Bread & Butter Iron Condors

Discussion in 'Options' started by cactiman, Aug 6, 2012.


  1. For an IC that risk/reward ratio (7.5:1) is very good. Lower ratios usually mean that you have entered the position very close to the underlining price and the short option maybe one or two strikes out from the long options. You end up with little room for price movement.

    :)
     
    #31     Aug 7, 2012
  2. TskTsk

    TskTsk

    This is true. I like to substitute ICs for double calendars if IV is low, as they are less short vol than an IC.

    As for risk / reward....even 100:1 can be considered a good RR if the probabilities are below. looking at RR without probabilities is pointless.
     
    #32     Aug 7, 2012
  3. By double Calender you mean long a call Calender and long a put calender
     
    #33     Aug 7, 2012
  4. Agree, but calculating probabilities based on deltas is not an exact science. There is no way to calculate probability of future moves because we only have past data to operate with and past does not predict the future. Some options newsletter writer got burned in Jan-Mar'12 (~20% loss) because of the market rally that had "only" 5% chance to happen.

    I guess an IC or double calendar should be placed inside a wide longer term strangle, so that the overall position is theta negative, and vega/gamma positive with possibilities of large gains in case of the rare events.
     
    #34     Aug 7, 2012
  5. Your making it more complex then you need.. watch the adhd.... not sticking to close to condors now are we... every trade has its place based on vol... term structureetc... look at a particular instrument.. give examples specifically

    Near term butterfly. Longer term credit ratio spreading.
     
    #35     Aug 7, 2012
  6. I think I need to go to Option University....

    Honestly, I never trader an option before March of this year. Read a few books... started with Covered Calls and Naked Puts as many do. This killed me... Premiums were good... Lost my shirt on the stocks/ETFs.

    Moved to Credit Spreads and ICs... Knock on Wood... Have not had to "adjust" any so far.... Only trading credit spreads on NDX, RUT and some IWM... no individual stocks. Up almost 10% since I started. I did have a very scarry week in July (4th of July week, but I survived it).

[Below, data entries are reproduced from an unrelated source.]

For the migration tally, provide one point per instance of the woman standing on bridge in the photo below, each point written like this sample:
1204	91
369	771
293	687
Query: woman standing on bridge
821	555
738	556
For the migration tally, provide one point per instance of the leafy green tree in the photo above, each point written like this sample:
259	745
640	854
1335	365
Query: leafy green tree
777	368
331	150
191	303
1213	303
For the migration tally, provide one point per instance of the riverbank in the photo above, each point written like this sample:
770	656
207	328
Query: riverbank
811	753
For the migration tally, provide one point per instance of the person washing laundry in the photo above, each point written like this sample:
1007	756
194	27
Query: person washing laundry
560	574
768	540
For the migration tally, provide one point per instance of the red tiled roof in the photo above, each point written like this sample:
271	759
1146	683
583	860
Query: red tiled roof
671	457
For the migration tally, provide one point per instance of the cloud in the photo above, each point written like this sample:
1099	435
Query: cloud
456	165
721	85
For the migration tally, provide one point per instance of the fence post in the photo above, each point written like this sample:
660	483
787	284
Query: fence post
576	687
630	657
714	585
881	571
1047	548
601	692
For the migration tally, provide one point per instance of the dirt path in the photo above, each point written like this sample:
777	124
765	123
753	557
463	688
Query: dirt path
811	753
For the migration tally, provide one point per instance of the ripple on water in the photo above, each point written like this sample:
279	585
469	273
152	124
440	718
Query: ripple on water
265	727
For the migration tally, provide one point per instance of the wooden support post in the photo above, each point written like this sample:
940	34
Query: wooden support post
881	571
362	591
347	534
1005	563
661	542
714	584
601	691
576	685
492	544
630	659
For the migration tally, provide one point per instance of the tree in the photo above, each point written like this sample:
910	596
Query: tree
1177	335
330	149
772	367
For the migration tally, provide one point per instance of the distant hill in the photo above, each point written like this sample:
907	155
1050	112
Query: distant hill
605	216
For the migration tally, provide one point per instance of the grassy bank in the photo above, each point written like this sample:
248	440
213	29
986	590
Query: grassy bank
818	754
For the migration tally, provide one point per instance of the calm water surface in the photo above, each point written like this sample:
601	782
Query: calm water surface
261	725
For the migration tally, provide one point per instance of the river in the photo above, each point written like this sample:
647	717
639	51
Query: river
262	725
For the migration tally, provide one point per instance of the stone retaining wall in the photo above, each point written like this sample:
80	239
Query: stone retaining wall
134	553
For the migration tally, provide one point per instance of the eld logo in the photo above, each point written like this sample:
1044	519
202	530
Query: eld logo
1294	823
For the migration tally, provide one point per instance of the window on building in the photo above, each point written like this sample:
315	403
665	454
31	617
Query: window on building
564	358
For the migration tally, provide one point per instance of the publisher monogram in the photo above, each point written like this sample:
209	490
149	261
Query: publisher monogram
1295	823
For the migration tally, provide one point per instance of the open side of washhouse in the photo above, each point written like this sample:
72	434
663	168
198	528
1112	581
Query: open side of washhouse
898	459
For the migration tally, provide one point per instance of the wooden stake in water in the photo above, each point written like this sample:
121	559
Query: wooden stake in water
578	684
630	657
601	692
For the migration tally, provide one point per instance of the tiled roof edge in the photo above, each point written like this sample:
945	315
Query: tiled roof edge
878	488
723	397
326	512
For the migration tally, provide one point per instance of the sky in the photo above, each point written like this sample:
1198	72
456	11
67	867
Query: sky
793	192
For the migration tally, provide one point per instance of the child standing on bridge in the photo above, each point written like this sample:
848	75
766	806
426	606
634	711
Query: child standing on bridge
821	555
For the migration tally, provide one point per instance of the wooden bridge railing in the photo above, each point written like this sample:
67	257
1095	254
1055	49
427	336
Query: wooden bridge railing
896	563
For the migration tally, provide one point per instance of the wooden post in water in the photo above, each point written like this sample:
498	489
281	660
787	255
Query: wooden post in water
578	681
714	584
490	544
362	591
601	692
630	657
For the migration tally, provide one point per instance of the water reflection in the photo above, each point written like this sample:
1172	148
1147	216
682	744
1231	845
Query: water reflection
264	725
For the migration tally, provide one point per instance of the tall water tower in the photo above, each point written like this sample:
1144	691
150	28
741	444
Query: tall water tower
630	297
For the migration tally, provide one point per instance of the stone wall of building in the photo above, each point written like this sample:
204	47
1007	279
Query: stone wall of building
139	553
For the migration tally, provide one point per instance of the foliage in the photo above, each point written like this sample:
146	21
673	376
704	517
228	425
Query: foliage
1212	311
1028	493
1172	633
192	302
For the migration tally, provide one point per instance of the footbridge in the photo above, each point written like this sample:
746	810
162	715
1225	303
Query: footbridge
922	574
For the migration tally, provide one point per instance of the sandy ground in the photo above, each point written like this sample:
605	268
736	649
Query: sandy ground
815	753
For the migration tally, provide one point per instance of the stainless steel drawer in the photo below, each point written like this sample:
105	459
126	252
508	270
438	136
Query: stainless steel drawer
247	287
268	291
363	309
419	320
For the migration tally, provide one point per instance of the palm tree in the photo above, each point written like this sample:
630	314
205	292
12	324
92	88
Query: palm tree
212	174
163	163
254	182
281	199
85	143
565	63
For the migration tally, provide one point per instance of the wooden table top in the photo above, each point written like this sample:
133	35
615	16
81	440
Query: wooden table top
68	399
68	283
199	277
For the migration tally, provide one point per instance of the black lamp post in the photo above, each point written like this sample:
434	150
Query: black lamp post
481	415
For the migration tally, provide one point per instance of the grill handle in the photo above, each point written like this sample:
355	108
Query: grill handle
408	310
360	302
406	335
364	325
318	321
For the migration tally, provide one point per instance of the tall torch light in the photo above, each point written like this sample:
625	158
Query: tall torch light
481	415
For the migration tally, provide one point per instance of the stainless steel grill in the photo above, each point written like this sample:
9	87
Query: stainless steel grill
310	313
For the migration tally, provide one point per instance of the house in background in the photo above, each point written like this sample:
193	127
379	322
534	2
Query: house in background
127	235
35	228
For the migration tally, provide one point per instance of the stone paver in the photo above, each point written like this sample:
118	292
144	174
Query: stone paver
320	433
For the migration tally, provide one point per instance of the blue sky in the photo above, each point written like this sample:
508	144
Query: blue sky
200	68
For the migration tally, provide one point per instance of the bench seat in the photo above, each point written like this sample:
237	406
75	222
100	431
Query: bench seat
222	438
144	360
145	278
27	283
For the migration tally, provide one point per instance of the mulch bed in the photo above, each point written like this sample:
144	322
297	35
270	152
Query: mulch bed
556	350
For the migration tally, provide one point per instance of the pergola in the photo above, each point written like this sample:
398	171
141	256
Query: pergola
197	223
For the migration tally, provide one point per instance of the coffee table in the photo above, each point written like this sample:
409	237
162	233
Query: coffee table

    I do use delta as my primary indicator to tell me if I am far enough OTM to have a safe trade.

    Been looking at other option strategies (Diagonals, Calendars and Butterflies) but have not executed one in real money yet.

    I am assuming it is time and experience and more reading before I can have intelligent conversations with most of you...

    This is a fantastic thread.
     
    #36     Aug 7, 2012
  7. Dude I know only a little more then you do..... if that
    .

    Your doing good
     
    #37     Aug 7, 2012
  8. TskTsk

    TskTsk

    Black-Scholes are based on assumptions of risk neutrality. The skew really shows the model has a flaw, because markets are not normally distributed and IV skew makes up for fat tail risk. The delta (dual delta) is the correct measure of probability as per the markets current belief, but I agree that it's extremely hard to predict wheter or not the premium is correctly priced as you never know the risk of impact of a black swan event, neither does the market, so it makes an educated guess (which is often wrong)

    That's correct.
     
    #38     Aug 7, 2012
  9. No amount of skew can make up for black swans. That's by definition...a little more risk premium because of fat tails sure.. but to be technical a black swan isn't predictable and is never and could never be quote on quote priced in... way out wings have no way of being prices right. Never sell always buy
    .
    I am a taleb fanatic obviously haha.

    In the same light your better off sometimes managing tighter condors the selling way out wings for pennies. To some extent... and guassian probability distros are all we have this doesn't make them any good
     
    #39     Aug 7, 2012
  10. TskTsk

    TskTsk

    The whole point of the skew is to make up for the fact that OTM options have paid off far more often than norm distribution would predict. Skew exists because fat tails exist. Wheter or not it's overstated, the only way to determine this is looking at historical data. And most historical data shows it's indeed overstated.